In the setting below, I want to compute $$\int_0^t\operatorname E_\nu\left[f(X_s)g(X_t)\right]\:{\rm d}s\tag0.$$
Let
- $E$ be a $\mathbb R$-Banach space;
- $(\kappa_t)_{t\ge0}$ be a Markov semigroup on $E$;
- $A$ denote the generator$^1$ of $(\kappa_t)_{t\ge0}$;
- $(\Omega,\mathcal A)$ be a measurable space;
- $(\mathcal F_t)_{t\ge0}$ be a filtration on $(\Omega,\mathcal A)$;
- $(X_t)_{t\ge0}$ be an $E$-valued right-continuous process on $(\Omega,\mathcal A)$;
- $\operatorname P_x$ be a probability measure on $(\Omega,\mathcal A)$ with $$\operatorname P_x\left[X_0=x\right]=1\tag1$$ and $$\operatorname E_x\left[f(X_{s+t}\mid\mathcal F_s\right]=(\kappa_tf)(X_s)\;\;\;\text{for all }f\in\mathcal E_b\text{ and }s,t\ge0\tag2$$ for $x\in E$;
- $\mu,\nu$ be probability measures on $E$.

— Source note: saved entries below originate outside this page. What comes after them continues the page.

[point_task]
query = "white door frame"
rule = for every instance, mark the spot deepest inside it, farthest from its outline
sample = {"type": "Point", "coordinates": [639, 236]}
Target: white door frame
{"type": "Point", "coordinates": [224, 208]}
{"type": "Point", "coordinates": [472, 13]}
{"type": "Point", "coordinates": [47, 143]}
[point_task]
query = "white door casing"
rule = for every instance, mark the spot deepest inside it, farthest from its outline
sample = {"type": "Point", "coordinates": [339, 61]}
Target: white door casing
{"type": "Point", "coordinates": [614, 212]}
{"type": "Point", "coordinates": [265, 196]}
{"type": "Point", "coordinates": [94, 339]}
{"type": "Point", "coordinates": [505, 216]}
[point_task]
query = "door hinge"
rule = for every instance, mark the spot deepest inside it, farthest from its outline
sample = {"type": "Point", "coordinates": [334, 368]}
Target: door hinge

Let $f,g\in\mathcal E_b$. If I'm not totally mistaken, we should be able to write$^2$ $$\operatorname E_\nu\left[f(X_s)g(X_t)\right]=\int\left(\kappa_s\left(f\kappa_{t-s}g\right)\right)\:{\rm d}\mu\tag3$$ for all $t>s\ge0$. Now, for my particular choice of $\mu,\nu$, I was able to show the identity $$\operatorname E_\nu\left[f(X_s)g(X_t)\right]=-\frac1c\int A\kappa_s\left(f\kappa_{t-s}g\right)\:{\rm d}\mu\tag4$$ for all $t>s\ge0$. Now, since $$\frac{\rm d}{{\rm d}r}\kappa_rh=A\kappa_rh\tag5,$$ the right-hand side of $(4)$ should actually be $$-\frac1c\frac{\rm d}{{\rm d}r}\left.\int\kappa_r\left(f\kappa_{t-s}g\right)\:{\rm d}\mu\right|_{r=s}\tag6.$$ Now, my problem is that when I insert $(6)$ into $(0)$, there is still another $s$ in the function and so I cannot apply the fundamental theorem of calculus to get rid of the differentiation. So, what can I do here?
$^1$ We csonder $(\kappa_t)_{t\ge0}$ as a contraction semigroup on $$\mathcal E_b:=\left\{f:E\to\mathbb R\mid f\text{ is bounded and Borel measurable}\right\}$$ equipped with the supremum norm.
$^2$ As usual, $$\operatorname E_\mu:=\int\mu({\rm d}x)\operatorname E_x.$$